The key benefits of using Content Understanding include:
- Confidence scores: Ensure the accuracy of extracted values while minimizing the cost of human review.
- Defined schema: Define a schema to ensure the extracted values align with intended use.
- Grounding: Trace every extracted or generated field to its source location in the document.
- In-context learning: Improve extraction quality on new templates by providing a few labeled examples without retraining.
- Quality improvements over time: The service provides capabilities to improve the quality of the schema extracted.
- Improved decision-making: Structured insights help organizations make informed decisions quickly and effectively.
- Increased efficiency: Automating the analysis of unstructured content saves time and reduces the manual effort required.
- Scalability: The service can handle large volumes of data, making it suitable for organizations of all sizes.
How can businesses use Content Understanding?
Businesses can use Content Understanding in various ways, such as:
- Automation: Automate processing of content to extract a defined schema. Call center, documents, and other similar scenarios.
- Content cataloging: managing a large corpus of digital assets.
- Customer sentiment analysis: Understanding customer feedback from reviews, social media, and support interactions.
- Market research: Analyzing trends and patterns from diverse data sources to inform business strategies.
- Operational insights: Gain insights from internal documents, emails, and other unstructured data to improve operations.
Is Content Understanding easy to integrate with existing systems?
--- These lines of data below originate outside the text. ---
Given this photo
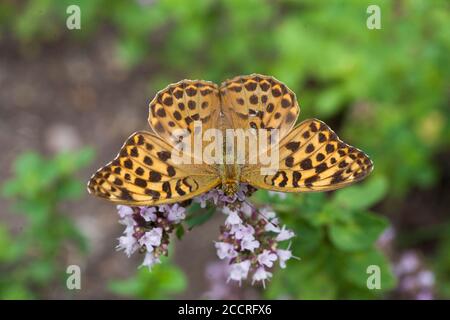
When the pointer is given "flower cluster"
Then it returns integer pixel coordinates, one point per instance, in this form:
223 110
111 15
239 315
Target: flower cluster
415 281
148 230
250 238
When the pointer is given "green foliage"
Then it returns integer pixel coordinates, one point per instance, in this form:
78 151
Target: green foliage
389 104
162 282
31 260
335 241
385 91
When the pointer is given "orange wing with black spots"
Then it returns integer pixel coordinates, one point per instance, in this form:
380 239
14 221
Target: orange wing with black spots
177 107
259 102
144 173
312 158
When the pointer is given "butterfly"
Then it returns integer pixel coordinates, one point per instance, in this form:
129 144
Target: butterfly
311 157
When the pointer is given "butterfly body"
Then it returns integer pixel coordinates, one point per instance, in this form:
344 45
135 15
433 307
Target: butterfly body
147 171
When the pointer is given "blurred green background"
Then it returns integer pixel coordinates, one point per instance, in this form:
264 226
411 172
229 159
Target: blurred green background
69 98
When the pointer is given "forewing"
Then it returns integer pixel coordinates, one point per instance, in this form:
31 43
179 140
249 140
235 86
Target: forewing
312 158
259 102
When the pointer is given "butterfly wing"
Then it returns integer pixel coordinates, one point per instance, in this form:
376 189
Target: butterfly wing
145 173
181 104
312 158
258 101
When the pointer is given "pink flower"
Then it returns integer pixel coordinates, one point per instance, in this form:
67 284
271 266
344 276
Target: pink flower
239 271
225 250
233 218
284 234
176 213
124 211
249 243
242 231
128 243
261 275
151 238
148 213
283 256
267 258
150 260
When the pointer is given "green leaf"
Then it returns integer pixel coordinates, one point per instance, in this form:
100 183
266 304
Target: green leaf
197 215
355 269
359 233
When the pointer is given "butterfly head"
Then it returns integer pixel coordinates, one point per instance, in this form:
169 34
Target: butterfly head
230 187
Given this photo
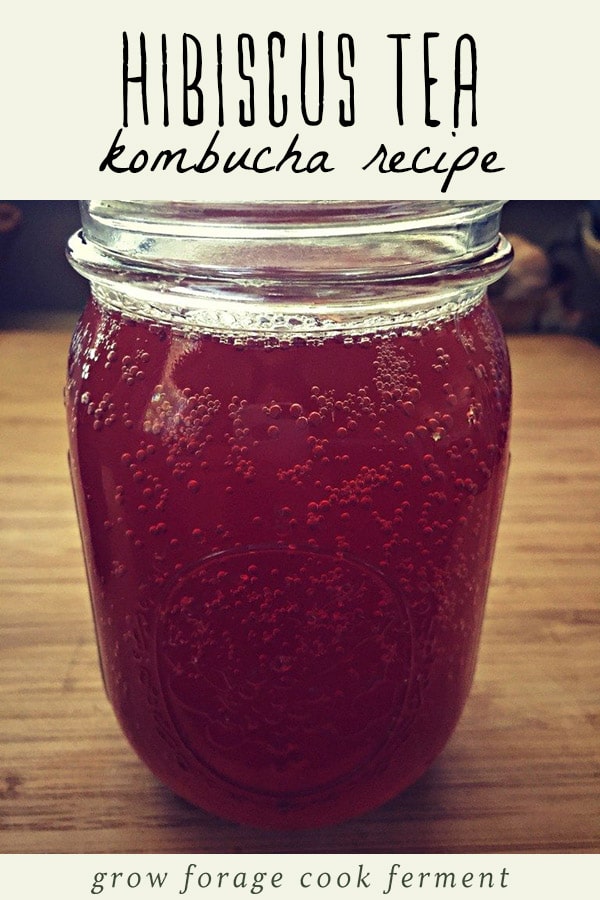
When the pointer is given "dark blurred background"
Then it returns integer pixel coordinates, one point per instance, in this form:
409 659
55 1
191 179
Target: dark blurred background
553 285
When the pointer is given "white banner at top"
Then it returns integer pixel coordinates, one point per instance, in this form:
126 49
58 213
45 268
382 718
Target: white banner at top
263 100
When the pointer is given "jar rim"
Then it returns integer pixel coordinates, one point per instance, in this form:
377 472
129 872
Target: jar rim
271 241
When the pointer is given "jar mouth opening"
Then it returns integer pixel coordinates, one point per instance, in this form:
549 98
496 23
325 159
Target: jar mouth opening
269 242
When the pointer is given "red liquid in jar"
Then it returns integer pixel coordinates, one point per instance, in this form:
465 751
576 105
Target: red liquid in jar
288 550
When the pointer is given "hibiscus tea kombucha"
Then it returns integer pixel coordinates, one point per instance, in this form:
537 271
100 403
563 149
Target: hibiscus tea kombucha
288 544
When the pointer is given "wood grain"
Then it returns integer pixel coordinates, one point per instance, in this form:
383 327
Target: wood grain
522 772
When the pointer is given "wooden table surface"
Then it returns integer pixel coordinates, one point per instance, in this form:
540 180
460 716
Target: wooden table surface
521 773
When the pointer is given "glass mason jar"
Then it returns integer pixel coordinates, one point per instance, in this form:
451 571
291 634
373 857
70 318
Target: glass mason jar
288 444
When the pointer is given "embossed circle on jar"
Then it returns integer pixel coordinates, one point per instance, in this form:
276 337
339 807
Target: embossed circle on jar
283 670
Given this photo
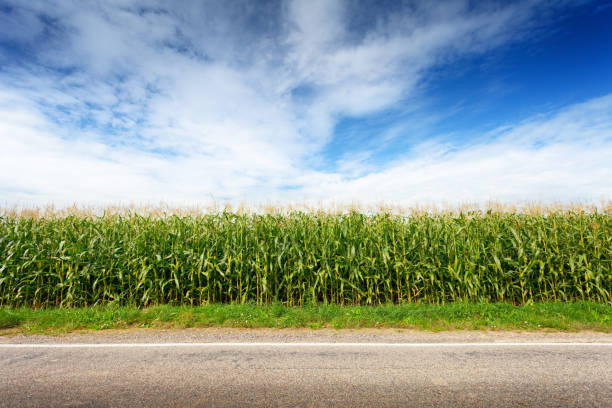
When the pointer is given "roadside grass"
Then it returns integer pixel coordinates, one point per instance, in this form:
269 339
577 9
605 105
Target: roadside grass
563 316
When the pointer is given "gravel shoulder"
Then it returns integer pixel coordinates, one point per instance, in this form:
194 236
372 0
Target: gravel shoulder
302 335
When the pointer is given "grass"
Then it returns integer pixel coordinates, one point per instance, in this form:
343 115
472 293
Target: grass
298 258
460 315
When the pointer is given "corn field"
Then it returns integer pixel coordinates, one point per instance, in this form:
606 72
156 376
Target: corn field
300 257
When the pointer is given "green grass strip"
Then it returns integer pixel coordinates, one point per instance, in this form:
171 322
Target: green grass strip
567 316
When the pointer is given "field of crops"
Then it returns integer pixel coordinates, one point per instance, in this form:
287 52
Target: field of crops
301 257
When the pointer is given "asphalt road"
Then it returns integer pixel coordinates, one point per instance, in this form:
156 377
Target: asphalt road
393 369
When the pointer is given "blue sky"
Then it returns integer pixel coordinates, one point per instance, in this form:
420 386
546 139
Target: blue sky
405 102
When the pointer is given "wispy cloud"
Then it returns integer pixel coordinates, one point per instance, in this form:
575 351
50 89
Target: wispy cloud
140 101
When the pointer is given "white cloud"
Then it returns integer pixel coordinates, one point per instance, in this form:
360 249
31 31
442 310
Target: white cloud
132 101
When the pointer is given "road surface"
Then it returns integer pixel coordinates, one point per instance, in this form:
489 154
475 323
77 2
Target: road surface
227 368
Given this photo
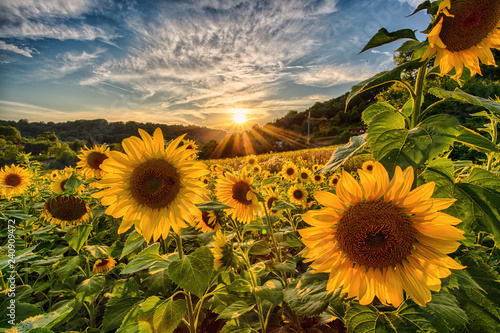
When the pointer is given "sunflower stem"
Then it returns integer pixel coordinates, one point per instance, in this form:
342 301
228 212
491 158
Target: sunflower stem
187 294
419 94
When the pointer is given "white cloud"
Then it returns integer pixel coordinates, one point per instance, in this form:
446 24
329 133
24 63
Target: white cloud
333 75
49 19
9 47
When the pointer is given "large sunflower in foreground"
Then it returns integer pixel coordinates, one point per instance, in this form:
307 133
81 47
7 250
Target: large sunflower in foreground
14 180
465 33
66 209
382 238
152 186
91 160
237 192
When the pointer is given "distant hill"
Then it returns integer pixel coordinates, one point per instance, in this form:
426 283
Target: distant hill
99 131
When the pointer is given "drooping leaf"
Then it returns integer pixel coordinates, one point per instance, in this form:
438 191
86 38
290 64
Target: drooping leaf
308 295
235 310
193 271
168 315
383 37
344 153
78 235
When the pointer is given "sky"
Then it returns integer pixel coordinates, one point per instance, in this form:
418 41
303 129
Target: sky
191 62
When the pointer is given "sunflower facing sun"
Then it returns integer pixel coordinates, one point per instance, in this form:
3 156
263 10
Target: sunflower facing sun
14 180
152 186
382 238
91 160
237 192
465 33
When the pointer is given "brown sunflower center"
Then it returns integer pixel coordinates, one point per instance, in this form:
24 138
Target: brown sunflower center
13 180
298 194
240 190
473 20
270 201
155 183
95 159
211 223
376 234
66 208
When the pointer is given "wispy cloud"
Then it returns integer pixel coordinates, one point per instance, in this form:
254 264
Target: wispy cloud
27 52
50 19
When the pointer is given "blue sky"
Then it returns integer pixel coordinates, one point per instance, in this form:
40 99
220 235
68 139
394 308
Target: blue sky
187 61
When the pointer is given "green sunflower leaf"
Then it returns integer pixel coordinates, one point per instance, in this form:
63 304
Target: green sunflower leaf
271 291
308 296
193 271
478 198
124 297
375 109
47 320
464 97
394 145
78 235
344 153
89 289
168 315
381 78
476 141
383 37
235 310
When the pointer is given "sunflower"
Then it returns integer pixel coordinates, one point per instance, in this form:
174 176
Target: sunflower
14 180
222 250
208 221
58 184
272 195
152 186
66 209
382 238
251 160
237 192
334 179
304 175
289 171
104 265
91 161
465 33
298 194
367 166
256 169
318 178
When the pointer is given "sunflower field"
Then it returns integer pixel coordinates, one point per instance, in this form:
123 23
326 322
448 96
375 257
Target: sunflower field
384 234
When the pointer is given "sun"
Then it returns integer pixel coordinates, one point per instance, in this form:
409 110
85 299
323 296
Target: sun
239 116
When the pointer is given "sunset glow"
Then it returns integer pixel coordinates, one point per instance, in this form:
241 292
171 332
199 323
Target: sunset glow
239 116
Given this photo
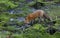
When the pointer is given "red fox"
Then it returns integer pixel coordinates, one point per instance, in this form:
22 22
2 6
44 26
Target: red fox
36 14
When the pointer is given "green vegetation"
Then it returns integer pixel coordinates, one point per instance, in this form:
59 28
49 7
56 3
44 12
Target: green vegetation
35 31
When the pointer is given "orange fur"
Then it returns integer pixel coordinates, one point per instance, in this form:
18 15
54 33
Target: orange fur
35 14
Yes, Content Understanding easily integrates with existing systems and workflows. For example:
- Azure AI Search
- Microsoft Fabric
- Foundry Agent Service
- Azure Logic Apps
The service offers a set of easy-to-use APIs that can be integrated into any application. See code samples on GitHub.
What security measures are in place to protect data processed by Content Understanding?
Foundry Tools, including Content Understanding, adheres to strict security and compliance standards to ensure data protection. These measures include data encryption, secure access controls, and compliance with industry regulations such as GDPR and HIPAA. The service also adheres to Microsoft’s responsible use of AI.
What base models does Azure Content Understanding use?
Content Understanding uses a combination of models to process your content:
- Foundry models: You bring your own deployments of large language models (LLMs) and embeddings from Foundry. Content Understanding supports the GPT-4o and GPT-4.1 model family, and OpenAI embedding models. See the Model deployments article for the complete list of supported models.
- Other base models: Content Understanding also uses various capabilities including Speech, Vision, and Language services to support content extraction and processing across different modalities.
What are the pricing tier options for Content Understanding?
Content Understanding uses a transparent, usage-based pricing model with two main charge categories:
- Content extraction: Charges per unit of input processed (per 1,000 pages for documents, per minute for audio/video).
- Generative features: When using AI-powered features, you incur contextualization charges (fixed rate per content unit) plus token-based charges from your Microsoft Foundry model deployments (input/output tokens and embeddings).
For detailed pricing information, examples, and cost optimization tips, see the Pricing explainer and Content Understanding pricing page.
How do the face capabilities in Content Understanding differ from the Azure AI Face service?
In the GA API version (2025-11-01), Content Understanding provides face-related capabilities focused on privacy and description rather than identification:
- Face blurring: By default automatically blurs faces in video and image content to protect privacy.
- Face description: Use generative models to generate textual descriptions of faces in your content, capturing attributes, characteristics and celebrity identification.
Content Understanding doesn't include the full Azure AI Face service features such as face recognition, verification, identification, or person directory capabilities in this API version.